È in preadolescenza, è fragile e ancora poco attrezzato per la complessità del mondo esterno. Mi parla dei giochi tecnologici che riempiono la sua giornata. E anche le nostre sedute. Non riesce ad inoltrarsi in nuovi territori, ad aprire sguardi sul mondo esterno. Studia, dice che ha troppi compiti per uscire. Il mondo degli altri, alternativo alla famiglia, lo spaventa.
Mi racconta di scenari di gioco tecnologico in cui ci sono impostori, in cui deve fare mosse tattiche per non essere annientato, e trovare strategie di sopravvivenza giocando in difesa.
Non interpreto, non ha senso, cerco di raggiungerlo là, dov’è lui, sul suo terreno di gioco, tra situazioni pericolose e difficili, tranelli e brutti scherzi che può fare il mondo. Mi faccio narrare di questi scenari in cui è avvinto e assorbito.
Solo in fine seduta mi dice che forse non vale la pena continuare il nostro percorso perché non fa nulla, non ha niente da dire oltre a raccontarmi dei suoi giochini.
Mi sembra prezioso il suo contatto con sé stesso, forse la sensazione che la sua vita è accartocciata sui giochi tecnologici ed è finita lì.
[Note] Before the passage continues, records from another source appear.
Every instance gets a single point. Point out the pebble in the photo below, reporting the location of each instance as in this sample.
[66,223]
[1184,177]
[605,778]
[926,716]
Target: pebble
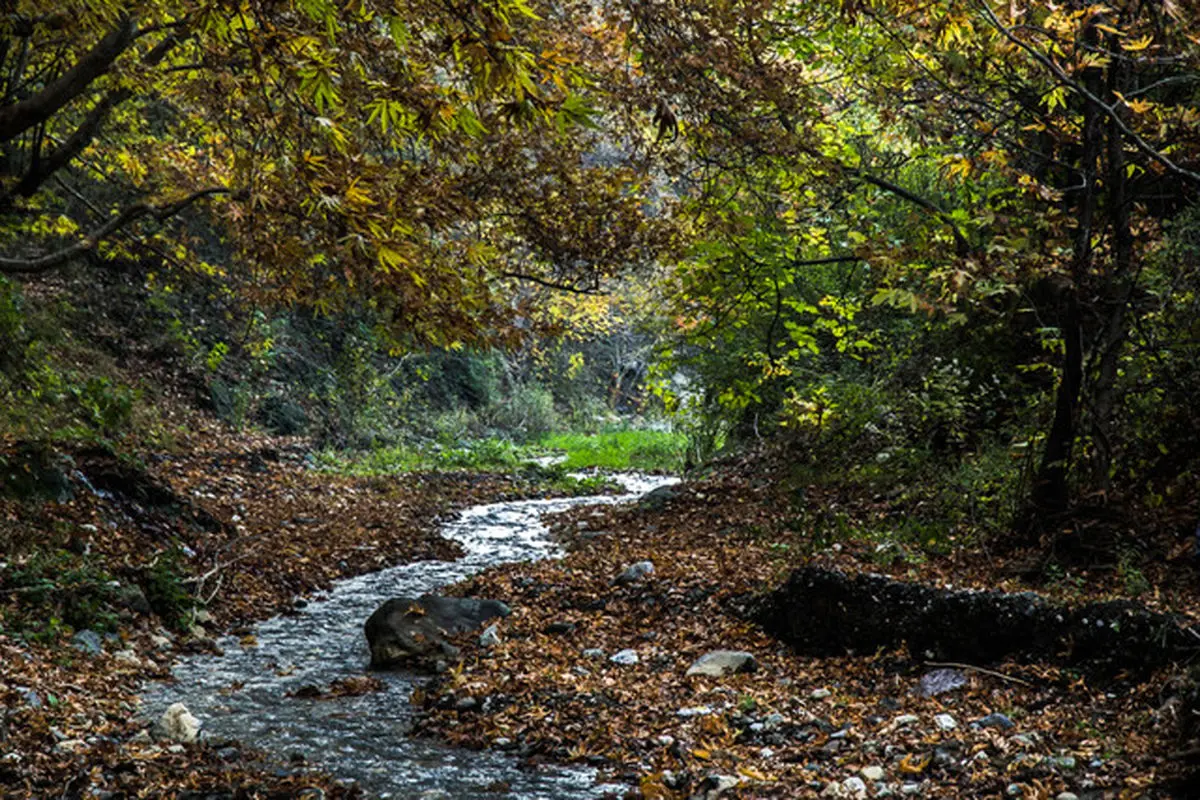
[694,711]
[88,642]
[873,774]
[634,572]
[996,720]
[490,637]
[624,657]
[718,663]
[853,787]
Poco interessante, noiosa, forse ha paura che io mi annoi e anche che io lo trovi non interessante. Che è come si sente.
In effetti spesso è quello che provo..mi perdo via tra le trame dei suoi giochini e mi annoio, mi sento impotente e inutile, in un vuoto di senso e di vita ferma che rotola su se stessa. Forse quello che prova lui.
Dico che a me dispiacerebbe molto perché a me interessa lui e non i racconti che fa, i racconti cambiano, si modificheranno: lui è in divenire, si cambiano gli sguardi, i modi di essere, i pensieri in questa età di metamorfosi, di passaggio. (Non è mica in un fermo immagine penso).
Lui: “Davvero? Dici che riuscirò prima o poi a uscire e raccontarti altro?” Gli rimando che sono convinta che i suoi panorami di racconto e le sue narrazioni sono in trasformazione. Stanno già cambiando. Conclude dicendo ‘dai va bene continuiamo come sempre, ci sentiamo prossima settimana’.
Mi sono sentita testata, interpellata alla mia funzione, che è prima di tutto costituita di uno sguardo ospitante, di capacità negativa, di ‘tenuta’, di speranza e di benevola attesa di trasformazioni possibili e di futuri e nuovi sogni non ancora sognati.